Quando si avvicina il momento della verità, per reperire le somme da versare alle banche non resta che emettere e collocare dei bond, cioè finanziare il debito con altri debiti. E i risparmiatori li sottoscrivono, appena posano l'occhio sul grafico lineare che descrive la crescita esponenziale del mercato. Per questo trend, però, tutto è dovuto cambiare: nell'equilibrio tra le varie forme di azzardo, nel tramonto dei vecchi appuntamenti settimanali (de profundis al Totocalcio, mentre rischia anche il Lotto) e nella velocizzazione, con il turbo, delle modalità fisiche del giocare.
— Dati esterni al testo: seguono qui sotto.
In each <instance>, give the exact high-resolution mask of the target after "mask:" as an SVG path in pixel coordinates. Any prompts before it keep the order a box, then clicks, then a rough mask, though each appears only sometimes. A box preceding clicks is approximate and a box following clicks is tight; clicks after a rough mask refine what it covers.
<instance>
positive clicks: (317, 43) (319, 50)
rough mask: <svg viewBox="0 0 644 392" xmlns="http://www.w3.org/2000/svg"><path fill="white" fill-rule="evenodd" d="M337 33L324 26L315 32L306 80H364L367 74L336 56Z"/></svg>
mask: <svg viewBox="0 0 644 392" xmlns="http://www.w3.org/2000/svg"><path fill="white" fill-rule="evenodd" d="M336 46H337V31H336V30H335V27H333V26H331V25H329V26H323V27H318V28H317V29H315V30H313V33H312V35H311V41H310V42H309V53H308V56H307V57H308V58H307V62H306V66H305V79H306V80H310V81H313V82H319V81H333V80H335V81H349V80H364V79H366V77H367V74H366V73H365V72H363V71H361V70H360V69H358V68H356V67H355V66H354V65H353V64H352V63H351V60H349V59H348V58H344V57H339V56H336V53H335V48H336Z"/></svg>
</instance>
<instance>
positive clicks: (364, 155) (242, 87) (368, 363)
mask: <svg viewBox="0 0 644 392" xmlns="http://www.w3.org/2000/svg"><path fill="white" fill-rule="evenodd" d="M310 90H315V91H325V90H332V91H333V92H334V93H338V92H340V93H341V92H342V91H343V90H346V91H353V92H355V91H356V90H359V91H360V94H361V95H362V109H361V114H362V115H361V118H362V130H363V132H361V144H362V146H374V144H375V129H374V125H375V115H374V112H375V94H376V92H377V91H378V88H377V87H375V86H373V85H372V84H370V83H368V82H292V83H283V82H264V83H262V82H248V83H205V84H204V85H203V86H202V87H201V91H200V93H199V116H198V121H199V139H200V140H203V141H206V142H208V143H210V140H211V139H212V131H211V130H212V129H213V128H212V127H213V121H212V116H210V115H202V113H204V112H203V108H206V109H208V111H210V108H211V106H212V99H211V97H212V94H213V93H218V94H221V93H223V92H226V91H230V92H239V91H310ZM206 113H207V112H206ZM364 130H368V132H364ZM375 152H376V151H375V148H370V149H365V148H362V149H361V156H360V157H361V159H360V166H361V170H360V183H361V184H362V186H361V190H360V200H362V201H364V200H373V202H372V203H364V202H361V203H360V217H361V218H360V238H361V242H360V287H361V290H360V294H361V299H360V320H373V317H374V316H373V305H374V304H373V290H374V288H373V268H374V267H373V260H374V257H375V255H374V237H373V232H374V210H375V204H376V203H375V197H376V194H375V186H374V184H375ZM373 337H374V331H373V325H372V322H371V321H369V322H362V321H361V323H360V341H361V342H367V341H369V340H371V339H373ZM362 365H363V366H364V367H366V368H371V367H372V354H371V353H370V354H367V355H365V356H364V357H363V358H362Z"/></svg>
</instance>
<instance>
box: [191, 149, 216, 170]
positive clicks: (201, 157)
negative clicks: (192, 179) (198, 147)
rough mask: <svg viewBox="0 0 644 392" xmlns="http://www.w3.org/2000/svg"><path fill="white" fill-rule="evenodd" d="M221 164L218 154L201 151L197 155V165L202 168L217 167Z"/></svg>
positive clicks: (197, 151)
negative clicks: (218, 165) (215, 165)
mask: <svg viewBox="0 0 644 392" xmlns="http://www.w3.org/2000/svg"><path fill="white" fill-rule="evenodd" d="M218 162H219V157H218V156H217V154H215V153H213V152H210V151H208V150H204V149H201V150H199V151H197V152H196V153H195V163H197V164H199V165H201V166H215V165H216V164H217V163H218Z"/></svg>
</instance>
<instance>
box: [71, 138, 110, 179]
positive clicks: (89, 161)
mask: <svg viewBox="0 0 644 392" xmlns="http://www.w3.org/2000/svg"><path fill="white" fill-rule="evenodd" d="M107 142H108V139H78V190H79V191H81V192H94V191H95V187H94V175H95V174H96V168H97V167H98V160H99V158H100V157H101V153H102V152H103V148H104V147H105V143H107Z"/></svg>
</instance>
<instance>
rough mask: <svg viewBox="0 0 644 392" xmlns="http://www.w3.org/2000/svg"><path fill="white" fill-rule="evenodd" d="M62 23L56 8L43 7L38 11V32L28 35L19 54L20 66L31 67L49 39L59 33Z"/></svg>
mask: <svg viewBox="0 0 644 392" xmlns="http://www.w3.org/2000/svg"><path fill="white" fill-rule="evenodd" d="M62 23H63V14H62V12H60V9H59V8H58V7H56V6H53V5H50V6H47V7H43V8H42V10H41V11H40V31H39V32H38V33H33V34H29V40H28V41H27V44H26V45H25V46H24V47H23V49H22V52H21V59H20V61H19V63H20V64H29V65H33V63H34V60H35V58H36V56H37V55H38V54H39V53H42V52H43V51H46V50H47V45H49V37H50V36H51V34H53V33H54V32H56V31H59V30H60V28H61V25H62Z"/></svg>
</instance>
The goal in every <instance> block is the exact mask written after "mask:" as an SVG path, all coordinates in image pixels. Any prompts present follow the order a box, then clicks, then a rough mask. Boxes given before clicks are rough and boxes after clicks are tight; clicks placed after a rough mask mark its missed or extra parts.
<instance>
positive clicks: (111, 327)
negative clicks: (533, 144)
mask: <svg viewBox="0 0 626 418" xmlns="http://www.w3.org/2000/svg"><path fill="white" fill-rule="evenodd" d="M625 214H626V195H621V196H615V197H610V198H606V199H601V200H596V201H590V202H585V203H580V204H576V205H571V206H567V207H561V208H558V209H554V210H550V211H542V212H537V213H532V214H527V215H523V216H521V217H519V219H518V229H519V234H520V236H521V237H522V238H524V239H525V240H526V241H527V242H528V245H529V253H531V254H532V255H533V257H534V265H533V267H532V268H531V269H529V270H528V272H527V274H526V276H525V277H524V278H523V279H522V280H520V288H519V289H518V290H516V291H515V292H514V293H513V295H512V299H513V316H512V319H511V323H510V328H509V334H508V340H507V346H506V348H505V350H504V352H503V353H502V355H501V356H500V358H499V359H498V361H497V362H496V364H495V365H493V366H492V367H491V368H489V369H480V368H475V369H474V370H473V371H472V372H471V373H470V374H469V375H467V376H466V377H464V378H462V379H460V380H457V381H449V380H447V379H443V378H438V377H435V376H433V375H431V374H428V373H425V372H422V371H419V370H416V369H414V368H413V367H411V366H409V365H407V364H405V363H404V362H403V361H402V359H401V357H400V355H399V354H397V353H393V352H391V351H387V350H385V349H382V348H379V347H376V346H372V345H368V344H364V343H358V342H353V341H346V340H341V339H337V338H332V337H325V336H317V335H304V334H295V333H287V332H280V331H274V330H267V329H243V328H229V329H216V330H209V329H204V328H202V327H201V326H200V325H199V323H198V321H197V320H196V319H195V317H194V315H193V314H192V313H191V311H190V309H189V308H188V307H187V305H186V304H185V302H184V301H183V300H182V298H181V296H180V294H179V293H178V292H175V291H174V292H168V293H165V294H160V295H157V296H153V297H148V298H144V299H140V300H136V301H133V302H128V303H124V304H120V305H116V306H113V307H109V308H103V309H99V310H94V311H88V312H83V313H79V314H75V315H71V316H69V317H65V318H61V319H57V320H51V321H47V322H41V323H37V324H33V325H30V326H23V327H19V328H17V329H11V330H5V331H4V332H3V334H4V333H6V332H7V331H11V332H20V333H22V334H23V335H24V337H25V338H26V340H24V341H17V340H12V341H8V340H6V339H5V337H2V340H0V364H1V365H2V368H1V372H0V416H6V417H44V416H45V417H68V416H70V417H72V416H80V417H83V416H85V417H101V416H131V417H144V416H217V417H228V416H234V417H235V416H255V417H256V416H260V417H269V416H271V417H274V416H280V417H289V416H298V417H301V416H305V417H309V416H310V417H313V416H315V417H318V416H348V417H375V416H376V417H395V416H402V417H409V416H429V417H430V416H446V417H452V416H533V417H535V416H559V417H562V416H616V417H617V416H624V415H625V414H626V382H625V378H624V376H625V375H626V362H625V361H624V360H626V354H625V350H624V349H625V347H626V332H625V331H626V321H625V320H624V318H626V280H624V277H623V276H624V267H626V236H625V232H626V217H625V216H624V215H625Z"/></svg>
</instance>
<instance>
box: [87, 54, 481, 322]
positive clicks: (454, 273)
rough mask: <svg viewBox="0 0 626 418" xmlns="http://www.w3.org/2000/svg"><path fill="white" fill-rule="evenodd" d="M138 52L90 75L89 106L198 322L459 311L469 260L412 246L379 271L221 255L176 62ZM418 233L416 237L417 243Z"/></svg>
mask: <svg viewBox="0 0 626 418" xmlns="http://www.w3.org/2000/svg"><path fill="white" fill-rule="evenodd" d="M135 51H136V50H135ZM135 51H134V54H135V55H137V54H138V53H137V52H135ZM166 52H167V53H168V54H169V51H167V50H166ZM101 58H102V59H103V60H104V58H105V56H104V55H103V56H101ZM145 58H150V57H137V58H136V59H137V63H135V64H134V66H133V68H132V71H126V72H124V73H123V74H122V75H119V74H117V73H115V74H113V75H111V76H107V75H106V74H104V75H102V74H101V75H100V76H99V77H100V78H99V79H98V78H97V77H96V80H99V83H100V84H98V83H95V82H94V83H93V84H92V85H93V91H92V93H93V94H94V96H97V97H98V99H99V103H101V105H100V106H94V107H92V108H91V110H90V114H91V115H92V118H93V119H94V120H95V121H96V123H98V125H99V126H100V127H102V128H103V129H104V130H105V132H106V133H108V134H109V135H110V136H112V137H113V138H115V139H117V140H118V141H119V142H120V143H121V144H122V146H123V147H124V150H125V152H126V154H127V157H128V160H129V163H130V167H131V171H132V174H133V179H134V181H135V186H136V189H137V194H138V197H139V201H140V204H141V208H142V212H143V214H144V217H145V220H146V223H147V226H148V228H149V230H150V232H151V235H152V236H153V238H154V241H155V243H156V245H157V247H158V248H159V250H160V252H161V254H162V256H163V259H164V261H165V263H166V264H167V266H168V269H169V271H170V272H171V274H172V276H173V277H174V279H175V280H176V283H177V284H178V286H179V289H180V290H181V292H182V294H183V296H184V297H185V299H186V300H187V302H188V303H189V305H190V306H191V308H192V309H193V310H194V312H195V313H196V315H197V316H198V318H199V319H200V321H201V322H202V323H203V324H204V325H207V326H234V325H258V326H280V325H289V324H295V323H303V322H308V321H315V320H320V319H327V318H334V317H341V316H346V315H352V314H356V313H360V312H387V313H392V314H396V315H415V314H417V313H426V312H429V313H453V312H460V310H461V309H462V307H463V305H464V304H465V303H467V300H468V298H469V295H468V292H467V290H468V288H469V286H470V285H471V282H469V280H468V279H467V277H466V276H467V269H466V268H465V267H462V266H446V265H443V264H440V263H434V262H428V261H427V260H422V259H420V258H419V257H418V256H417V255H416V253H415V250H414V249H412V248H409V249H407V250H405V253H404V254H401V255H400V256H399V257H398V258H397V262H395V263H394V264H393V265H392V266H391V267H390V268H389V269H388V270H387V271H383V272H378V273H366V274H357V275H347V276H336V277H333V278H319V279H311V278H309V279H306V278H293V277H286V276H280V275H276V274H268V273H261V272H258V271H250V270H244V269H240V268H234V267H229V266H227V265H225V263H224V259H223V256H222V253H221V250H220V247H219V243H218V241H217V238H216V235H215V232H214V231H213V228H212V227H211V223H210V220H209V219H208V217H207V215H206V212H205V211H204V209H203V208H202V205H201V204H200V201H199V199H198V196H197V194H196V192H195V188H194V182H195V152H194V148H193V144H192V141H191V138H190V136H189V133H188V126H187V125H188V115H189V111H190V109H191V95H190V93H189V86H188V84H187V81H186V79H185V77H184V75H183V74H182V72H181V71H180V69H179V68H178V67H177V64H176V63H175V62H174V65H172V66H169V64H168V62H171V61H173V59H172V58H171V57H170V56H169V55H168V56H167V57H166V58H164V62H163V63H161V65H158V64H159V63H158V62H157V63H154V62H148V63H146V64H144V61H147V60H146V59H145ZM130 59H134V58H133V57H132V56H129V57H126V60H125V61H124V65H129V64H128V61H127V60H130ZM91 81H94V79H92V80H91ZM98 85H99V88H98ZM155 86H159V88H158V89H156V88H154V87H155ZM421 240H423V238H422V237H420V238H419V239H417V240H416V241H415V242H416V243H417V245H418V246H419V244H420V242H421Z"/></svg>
I giochi pubblici d'azzardo dal 2003 si fondano, infatti, su tipologie di alea che stimolano l'agire impulsivo (o meglio compulsivo) di milioni di persone. E per questo scopo si è passati di recente a una diffusione capillare dei "punti contatto": appena sotto casa, alla cassa di un supermercato, nella mensa aziendale, apparecchi automatici, totem per le scommesse, ventagli di Gratta e vinci.

E la scena dell'azzardo non è più occupata tanto dai gamblers, dai giocatori incalliti, ma da milioni di persone in addiction: che non percepiscono questa loro condizione. L'economia dell'alea è tutta orientata sulla "bassa soglia", sull'inconsistente elaborazione del decidere di entrare nel gioco, sul gesto meccanico. Sull'intrusione nei ritmi delle abitudini quotidiane delle famiglie. Che infatti, in media, spendono (parliamo di quei 15 milioni di nuclei che sono coinvolti in questo consumo) una cifra annua poco distante da quella per gli alimenti: circa 5mila euro.

Così, grazie alla funzione compensatoria della fortuna, assumono cibi di minor qualità, vestono low cost, saltano spesso i pagamenti delle utenze domestiche e dell'affitto dell'abitazione. E l'industria che offre beni di consumo durevoli riempe i magazzini di prodotti invenduti. Quanto ai mass media più pregiati – giornali e riviste – essi diffondono sempre meno copie. L'unica stampa che aumenta il consumo di carta è quella delle "lotterie istantanee". Gli italiani sfogliano sempre di meno i giornali, ma grattano sempre di più i tagliandi del "megamilionario", anche mentre sono in fila all'ufficio postale. Dove un tempo leggevano le ultime notizie, adesso attendono il loro turno: per incassare la pensione, al netto del costo del Gratta e vinci che lo sportellista gli offre, con un sorriso di cortesia.

Come vanno le cose per lo Stato, e per gli stessi attori del ciclo dell'economia dei giochi? Il bilancio è decisamente controintuitivo. Alla spesa crescente dei consumatori corrisponde un'entrata decrescente, in valori relativi e adesso anche in valori assoluti, per le finanze pubbliche. Ad esempio, nel 2004 l'incasso erariale (al lordo delle spese generali di amministrazione) risultò di 7 miliardi e 300 milioni, pari al 29,5% del giocato (24 miliardi e 800 milioni). Lo scorso anno, a un consumo nel frattempo aumentato di ben 148 punti, ha corrisposto un dimezzamento secco delle percentuali: 14,8 punti. E così, ben poco di quei sette miliardi in più spesi dagli italiani nel 2010, rispetto al 2009, ha generato un'entrata per il fisco.

Insomma, per stare a un vecchio paradigma dell'economia marginalista, a mano a mano che si mettono a coltura nuove terre, le rendite calano. Qui poi vi è una decisione specifica. Per allargare il gioco si son dovute tagliare, tanto, le aliquote tributarie: con scommesse tassate al 3%, ben magri ricavati arrivano al Mef da oltre sei miliardi di spesa. Insomma, gli attori (lo Stato, i concessionari, i gestori, gli esercenti) sono entrati nel gioco. Ma non hanno scritto le regole per uscire dal gioco.